This won't work for QUIDNON, which is to be assembled barn-raising style on some sheltered bit of coastline in a few summer weekends by people who have never built a boat before, and, if all goes well, never will build a boat again, boatbuilding being entirely incidental to the far more interesting activities of living aboard a boat and sailing it around.
Therefore, QUIDNON will arrive at the construction site in the form of a set of shipping pallets loaded with all of the parts pre-made. The kit of parts from which the hull is assembled will consist of a large set of plywood panels, milled out using an excessively precise numerically controlled machine. Each piece will be numbered, and each assembly step documented in a printed assembly manual.

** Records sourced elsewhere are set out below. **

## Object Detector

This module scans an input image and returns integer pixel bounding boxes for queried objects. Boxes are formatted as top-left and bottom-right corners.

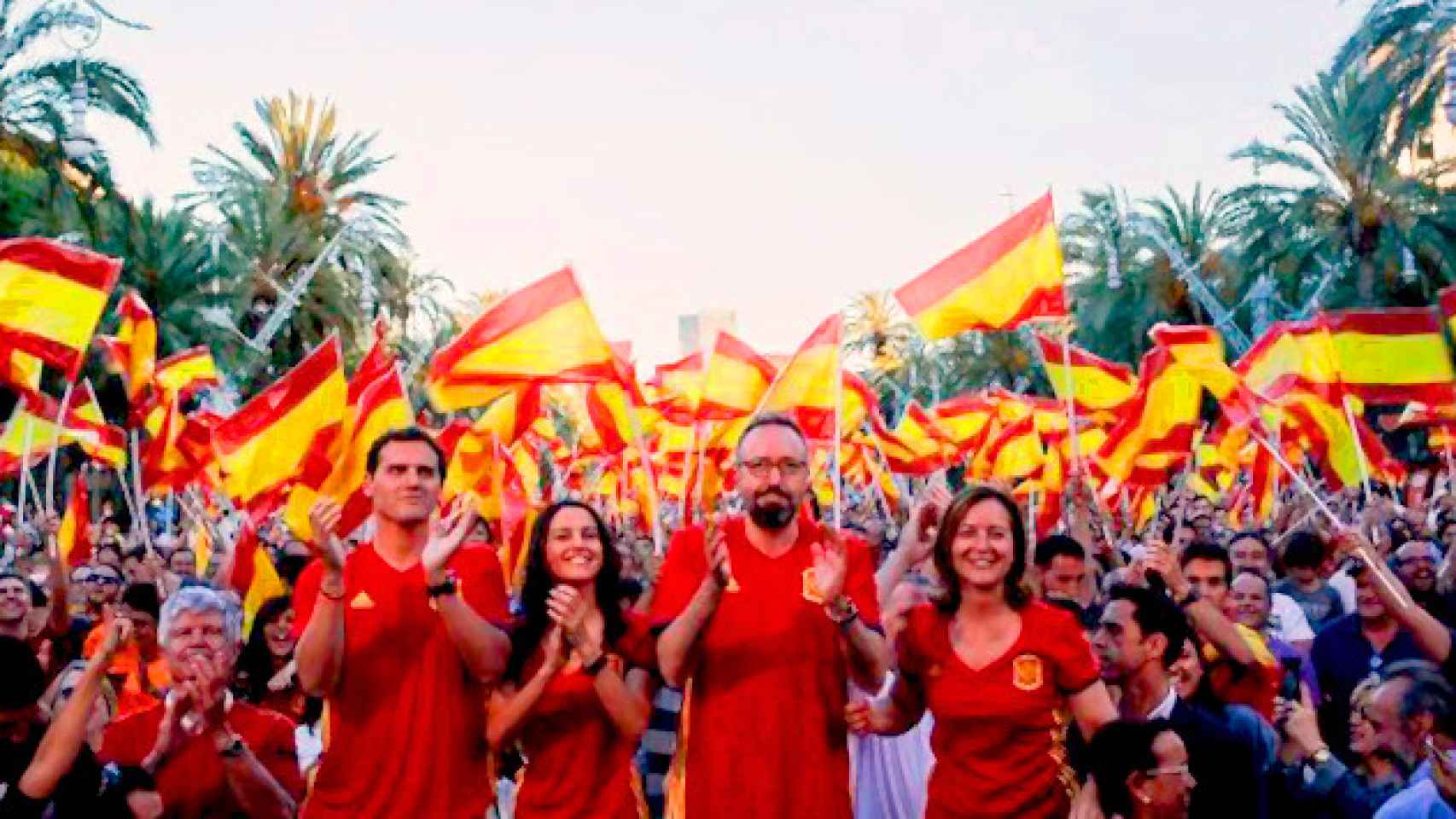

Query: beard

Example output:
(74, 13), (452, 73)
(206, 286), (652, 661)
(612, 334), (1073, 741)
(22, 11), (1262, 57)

(748, 489), (794, 531)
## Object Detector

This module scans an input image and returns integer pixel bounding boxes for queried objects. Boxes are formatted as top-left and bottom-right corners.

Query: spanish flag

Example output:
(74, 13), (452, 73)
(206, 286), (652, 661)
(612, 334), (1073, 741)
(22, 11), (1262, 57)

(760, 313), (844, 441)
(648, 352), (703, 425)
(895, 190), (1067, 340)
(156, 346), (220, 403)
(427, 268), (617, 412)
(213, 336), (348, 515)
(55, 470), (91, 566)
(1322, 307), (1456, 406)
(697, 332), (778, 421)
(1093, 346), (1203, 496)
(284, 367), (413, 541)
(0, 239), (121, 381)
(141, 398), (217, 493)
(96, 289), (157, 407)
(229, 515), (288, 634)
(1037, 333), (1137, 421)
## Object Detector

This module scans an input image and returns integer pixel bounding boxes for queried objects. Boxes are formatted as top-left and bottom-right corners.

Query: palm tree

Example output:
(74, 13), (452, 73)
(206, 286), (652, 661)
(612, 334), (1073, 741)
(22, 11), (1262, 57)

(186, 93), (413, 384)
(1060, 185), (1192, 361)
(0, 0), (156, 161)
(1233, 73), (1456, 307)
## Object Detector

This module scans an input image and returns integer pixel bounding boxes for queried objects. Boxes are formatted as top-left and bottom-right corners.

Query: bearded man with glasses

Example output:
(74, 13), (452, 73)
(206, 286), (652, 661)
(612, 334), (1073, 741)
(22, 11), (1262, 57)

(652, 415), (889, 819)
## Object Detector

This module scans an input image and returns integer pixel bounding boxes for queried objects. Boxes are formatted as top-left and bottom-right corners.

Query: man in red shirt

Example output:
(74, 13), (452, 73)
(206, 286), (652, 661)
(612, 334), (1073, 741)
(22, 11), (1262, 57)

(294, 429), (510, 819)
(99, 586), (303, 817)
(654, 415), (889, 819)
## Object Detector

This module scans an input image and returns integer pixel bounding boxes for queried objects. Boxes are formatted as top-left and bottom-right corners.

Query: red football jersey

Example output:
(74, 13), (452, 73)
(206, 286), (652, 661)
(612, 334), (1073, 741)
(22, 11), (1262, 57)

(294, 544), (508, 819)
(652, 518), (879, 819)
(99, 701), (303, 816)
(515, 613), (656, 819)
(899, 602), (1098, 819)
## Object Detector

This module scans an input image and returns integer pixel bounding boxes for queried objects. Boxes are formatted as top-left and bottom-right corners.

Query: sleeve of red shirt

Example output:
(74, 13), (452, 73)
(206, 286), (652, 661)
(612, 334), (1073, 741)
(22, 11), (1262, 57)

(891, 602), (935, 675)
(249, 714), (305, 800)
(651, 526), (708, 629)
(1034, 604), (1099, 694)
(96, 712), (157, 765)
(293, 557), (323, 640)
(450, 544), (511, 629)
(844, 537), (879, 629)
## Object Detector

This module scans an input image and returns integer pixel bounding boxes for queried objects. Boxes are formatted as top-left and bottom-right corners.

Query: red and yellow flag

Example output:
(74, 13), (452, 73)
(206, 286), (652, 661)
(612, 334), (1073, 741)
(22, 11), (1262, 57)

(895, 190), (1067, 340)
(55, 470), (91, 566)
(427, 268), (617, 412)
(96, 289), (157, 407)
(0, 239), (121, 381)
(1322, 307), (1456, 406)
(1037, 333), (1137, 419)
(760, 313), (844, 441)
(213, 336), (348, 515)
(696, 332), (778, 421)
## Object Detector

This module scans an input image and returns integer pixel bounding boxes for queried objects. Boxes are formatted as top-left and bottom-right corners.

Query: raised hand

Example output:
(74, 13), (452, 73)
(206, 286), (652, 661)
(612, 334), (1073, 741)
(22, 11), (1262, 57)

(703, 520), (737, 590)
(844, 697), (891, 733)
(546, 584), (596, 654)
(810, 530), (849, 602)
(419, 491), (479, 580)
(309, 497), (344, 572)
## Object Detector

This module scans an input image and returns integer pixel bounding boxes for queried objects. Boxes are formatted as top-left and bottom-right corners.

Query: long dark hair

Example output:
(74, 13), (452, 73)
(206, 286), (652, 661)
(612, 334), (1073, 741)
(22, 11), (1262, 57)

(505, 501), (627, 682)
(236, 595), (293, 706)
(930, 485), (1027, 614)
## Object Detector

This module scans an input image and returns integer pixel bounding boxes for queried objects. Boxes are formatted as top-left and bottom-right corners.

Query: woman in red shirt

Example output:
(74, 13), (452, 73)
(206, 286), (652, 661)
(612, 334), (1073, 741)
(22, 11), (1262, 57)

(486, 501), (655, 819)
(846, 486), (1117, 819)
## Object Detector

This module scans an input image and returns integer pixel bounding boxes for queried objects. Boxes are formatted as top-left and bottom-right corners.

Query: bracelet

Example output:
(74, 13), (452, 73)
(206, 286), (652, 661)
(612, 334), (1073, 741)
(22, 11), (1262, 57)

(824, 595), (859, 629)
(319, 578), (345, 602)
(581, 652), (607, 677)
(425, 572), (456, 600)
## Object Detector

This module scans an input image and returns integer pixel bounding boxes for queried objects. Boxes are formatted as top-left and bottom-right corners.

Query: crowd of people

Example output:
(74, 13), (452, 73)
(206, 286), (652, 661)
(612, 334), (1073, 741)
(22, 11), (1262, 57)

(0, 415), (1456, 819)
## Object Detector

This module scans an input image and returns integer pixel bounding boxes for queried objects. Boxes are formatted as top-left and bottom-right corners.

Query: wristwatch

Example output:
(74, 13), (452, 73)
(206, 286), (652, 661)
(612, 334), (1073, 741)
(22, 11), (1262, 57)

(425, 572), (456, 600)
(824, 595), (859, 629)
(215, 733), (248, 759)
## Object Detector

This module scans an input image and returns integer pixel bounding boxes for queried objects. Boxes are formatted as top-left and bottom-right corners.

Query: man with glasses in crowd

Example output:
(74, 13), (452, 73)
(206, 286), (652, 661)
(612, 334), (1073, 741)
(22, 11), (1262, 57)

(654, 415), (889, 819)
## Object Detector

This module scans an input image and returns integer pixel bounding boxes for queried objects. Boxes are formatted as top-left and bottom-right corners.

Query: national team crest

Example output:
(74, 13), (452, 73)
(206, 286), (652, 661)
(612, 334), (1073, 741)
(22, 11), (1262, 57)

(804, 567), (824, 605)
(1010, 654), (1041, 691)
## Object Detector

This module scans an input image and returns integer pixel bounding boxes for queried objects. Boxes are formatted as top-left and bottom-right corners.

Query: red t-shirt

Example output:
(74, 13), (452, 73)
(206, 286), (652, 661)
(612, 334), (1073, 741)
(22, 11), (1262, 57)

(897, 602), (1098, 819)
(101, 701), (303, 816)
(293, 544), (507, 819)
(652, 518), (879, 819)
(515, 613), (656, 819)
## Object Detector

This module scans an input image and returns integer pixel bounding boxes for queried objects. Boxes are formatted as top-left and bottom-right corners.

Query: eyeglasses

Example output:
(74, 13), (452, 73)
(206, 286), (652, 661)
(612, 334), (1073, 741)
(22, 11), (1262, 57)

(1143, 762), (1192, 778)
(741, 458), (808, 479)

The usual technique for assembling plywood-and-fiberglass hulls is to screw the plywood pieces to a light wooden frame using countersunk stainless steel screws while simultaneously gluing them in place with epoxy. After assembly, the joints are filleted using a bead of epoxy loaded with a special filleting compound. This is the so-called “screw and glue” method, and is known to result in a durable, long-lasting hull.
The choice of stainless steel is a compromise: stainless steel is not really stainless, and starts to rust as soon as it is deprived of oxygen. A layer of surface oxide called passivation is what gives it its stainless properties. It is unknown how well stainless steel fasteners fare when encapsulated inside a sealed wooden hull, where there is always the possibility that bacterial action will create an anoxic environment. Ideally, there would be enough osmosis happening, with water molecules migrating in from the outside and evaporating from the inside, and enough oxygen molecules would be carried along with the water to keep the stainless steel passivated. A safer choice would be to use bronze screws, but the cost of bronze is exorbitant.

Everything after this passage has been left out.